Published on October 4, 2013 at 6:42 AM

A Temple bioengineer is collaborating on an NIH-funded project to develop a nanotechnology that will help doctors determine the location and severity of plaques in artery walls before they rupture.

Omar Fisher, assistant professor of bioengineering, is working to develop a nanotechnology that will help doctors determine the location and severity of plaques in artery walls before they rupture. (Joseph Labolito)
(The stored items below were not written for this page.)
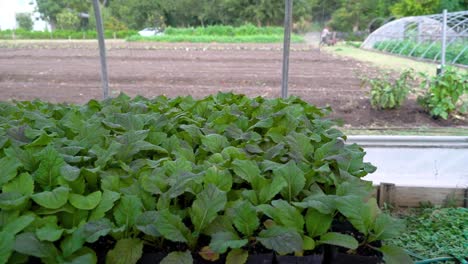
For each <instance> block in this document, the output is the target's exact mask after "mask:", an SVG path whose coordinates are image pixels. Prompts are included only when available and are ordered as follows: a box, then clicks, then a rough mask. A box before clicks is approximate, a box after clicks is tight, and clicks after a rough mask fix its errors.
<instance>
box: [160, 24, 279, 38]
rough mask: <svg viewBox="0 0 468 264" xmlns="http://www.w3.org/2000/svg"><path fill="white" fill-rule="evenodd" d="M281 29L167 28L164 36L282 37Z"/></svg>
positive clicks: (201, 27) (198, 27)
mask: <svg viewBox="0 0 468 264" xmlns="http://www.w3.org/2000/svg"><path fill="white" fill-rule="evenodd" d="M283 32H284V30H283V28H282V27H256V26H253V25H244V26H240V27H233V26H208V27H195V28H171V27H169V28H167V29H166V30H165V31H164V34H165V35H172V36H187V35H190V36H255V35H268V36H271V35H282V34H283Z"/></svg>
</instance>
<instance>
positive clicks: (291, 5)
mask: <svg viewBox="0 0 468 264" xmlns="http://www.w3.org/2000/svg"><path fill="white" fill-rule="evenodd" d="M292 8H293V0H285V10H284V44H283V79H282V82H281V97H282V98H283V99H284V98H287V97H288V79H289V78H288V77H289V50H290V45H291V27H292Z"/></svg>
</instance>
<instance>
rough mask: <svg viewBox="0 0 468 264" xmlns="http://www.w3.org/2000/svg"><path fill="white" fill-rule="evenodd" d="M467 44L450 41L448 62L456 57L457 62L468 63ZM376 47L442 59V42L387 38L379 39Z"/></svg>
mask: <svg viewBox="0 0 468 264" xmlns="http://www.w3.org/2000/svg"><path fill="white" fill-rule="evenodd" d="M465 46H466V44H465V43H464V42H463V41H458V42H457V41H455V42H453V43H450V45H448V47H447V49H446V54H445V57H446V59H447V61H448V62H452V61H454V60H455V59H457V60H456V61H455V63H458V64H463V65H468V53H467V52H463V53H462V51H463V50H464V48H465ZM374 49H377V50H380V51H385V52H391V53H394V54H400V55H404V56H412V57H416V58H424V59H429V60H434V61H435V60H440V57H441V50H442V44H441V43H435V44H433V43H432V42H426V43H424V42H423V43H418V42H415V41H411V40H404V41H400V40H387V41H379V42H376V43H375V44H374ZM460 53H461V55H460Z"/></svg>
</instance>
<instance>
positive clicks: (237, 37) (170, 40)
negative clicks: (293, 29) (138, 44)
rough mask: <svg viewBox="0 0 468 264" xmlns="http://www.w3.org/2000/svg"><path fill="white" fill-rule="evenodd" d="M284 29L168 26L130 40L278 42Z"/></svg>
mask: <svg viewBox="0 0 468 264" xmlns="http://www.w3.org/2000/svg"><path fill="white" fill-rule="evenodd" d="M283 33H284V29H283V28H281V27H255V26H253V25H244V26H241V27H232V26H208V27H197V28H171V27H169V28H167V29H166V30H165V31H164V34H163V35H160V36H154V37H142V36H139V35H134V36H131V37H129V38H128V39H127V40H128V41H155V42H200V43H203V42H204V43H206V42H219V43H278V42H282V41H283V39H284V37H283ZM291 40H292V41H293V42H303V41H304V38H303V37H302V36H299V35H296V34H293V35H292V36H291Z"/></svg>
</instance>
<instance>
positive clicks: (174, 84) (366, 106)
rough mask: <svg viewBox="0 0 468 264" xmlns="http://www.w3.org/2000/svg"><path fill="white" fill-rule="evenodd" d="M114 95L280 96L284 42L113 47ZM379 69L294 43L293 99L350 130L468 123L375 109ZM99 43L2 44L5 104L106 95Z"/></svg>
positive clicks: (110, 81)
mask: <svg viewBox="0 0 468 264" xmlns="http://www.w3.org/2000/svg"><path fill="white" fill-rule="evenodd" d="M108 48H109V50H108V51H107V55H108V65H109V75H110V76H109V78H110V82H111V85H110V88H111V90H112V94H114V95H115V94H117V93H119V92H125V93H127V94H129V95H132V96H135V95H144V96H147V97H153V96H157V95H161V94H164V95H166V96H170V97H174V96H179V95H192V96H194V97H197V98H200V97H203V96H206V95H209V94H213V93H216V92H218V91H224V92H227V91H233V92H236V93H243V94H247V95H249V96H265V97H270V98H272V97H278V96H280V94H281V93H280V89H281V88H280V87H281V68H282V66H281V63H282V51H281V44H187V43H177V44H160V43H126V42H122V41H112V42H109V43H108ZM362 73H366V74H371V75H372V74H373V73H375V69H374V68H373V67H372V66H367V65H363V64H362V63H359V62H357V61H354V60H351V59H343V58H340V57H335V56H331V55H329V54H325V53H320V52H319V51H318V50H316V49H313V48H310V47H309V46H308V45H305V44H293V45H292V51H291V62H290V77H289V80H290V94H291V95H297V96H300V97H302V98H303V99H304V100H306V101H308V102H310V103H312V104H315V105H318V106H321V107H324V106H331V107H332V109H333V110H334V112H333V114H332V116H333V117H334V118H340V119H343V120H344V123H345V124H348V125H351V126H390V127H417V126H436V127H439V126H454V125H463V126H464V125H468V121H467V120H465V121H461V120H448V121H444V120H434V119H432V118H430V117H429V116H428V115H427V114H426V113H425V112H423V110H422V109H421V108H420V107H419V106H418V105H417V104H416V102H415V98H411V99H410V100H409V101H407V102H406V103H405V105H404V106H403V107H402V108H401V109H398V110H386V111H378V110H374V109H372V108H371V107H370V104H369V99H368V95H367V93H368V91H367V90H366V89H365V88H361V82H360V80H359V78H358V76H359V74H362ZM100 80H101V79H100V64H99V53H98V50H97V43H95V42H92V41H85V42H67V41H58V42H42V43H41V42H21V43H19V44H14V45H13V44H12V43H7V44H5V43H0V100H1V101H7V100H11V99H13V100H32V99H35V98H40V99H42V100H46V101H51V102H74V103H85V102H87V101H88V100H90V99H99V98H101V96H102V90H101V83H100Z"/></svg>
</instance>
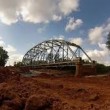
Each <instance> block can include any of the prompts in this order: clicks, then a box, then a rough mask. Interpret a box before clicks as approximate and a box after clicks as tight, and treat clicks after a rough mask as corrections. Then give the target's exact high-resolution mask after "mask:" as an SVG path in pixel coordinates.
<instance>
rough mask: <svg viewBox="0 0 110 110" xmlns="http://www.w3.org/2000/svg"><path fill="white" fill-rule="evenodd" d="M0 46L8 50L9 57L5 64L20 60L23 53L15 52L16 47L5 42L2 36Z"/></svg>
mask: <svg viewBox="0 0 110 110" xmlns="http://www.w3.org/2000/svg"><path fill="white" fill-rule="evenodd" d="M0 46H2V47H3V48H4V49H5V50H6V51H7V52H8V55H9V59H8V62H7V64H6V66H9V65H13V64H14V62H18V61H21V60H22V58H23V55H22V54H19V53H17V49H16V48H15V47H13V46H12V45H9V44H6V43H5V42H4V41H3V39H2V37H0Z"/></svg>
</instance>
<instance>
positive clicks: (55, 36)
mask: <svg viewBox="0 0 110 110" xmlns="http://www.w3.org/2000/svg"><path fill="white" fill-rule="evenodd" d="M64 38H65V36H64V35H59V36H53V38H51V39H56V40H64Z"/></svg>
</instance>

Atherosclerosis, or hardening of the arteries, occurs when fat, cholesterol, calcium and other substances form such plaques. The disease is a major cause of heart attacks and strokes when these plaques rupture and form clots in the blood.

Omar Z. Fisher, assistant professor of bioengineering in Temple’s College of Engineering, has developed a method for linking polyphenols, which are very strong antioxidants, to polymers that can self-assemble into nanoparticles.

Fisher said the project will focus on using these polymers to encapsulate superparamagnetic iron oxide particles (SPIOs), a nano-scale MRI contrasting agent used by his collaborator, Amber Doiron, assistant professor of bioengineering at Binghamton University.

The antioxidant nanoparticles containing the contrasting agent would travel through the blood vessels until they reach atherosclerotic plaque, enabling doctors to diagnose the severity of plaques before they rupture, said Fisher.

“The worse the plaque is, the more likely it is to rupture and give you a clot,” he said. “Because these polymers are made from antioxidants, they are sensitive to oxidative stress, which is more prevalent in more severe plaques.”

Once the oxidative stress destroys the polymers, the MRI contrast agents will be released inside the plaques.

Fisher said doctors would likely prescribe an MRI when a patient was showing some signs of cardiac distress such as fatigue or chest pains.

“During the MRI, the degree of contrast would be visible and indicate to doctors not only that the plaques were there, but the severity of the plaques and how likely they would be to rupture,” he said.

The project is supported through a two-year, $418,000 grant which Fisher and Doiron recently received from the National Institute for Biomedical Imaging and Bioengineering.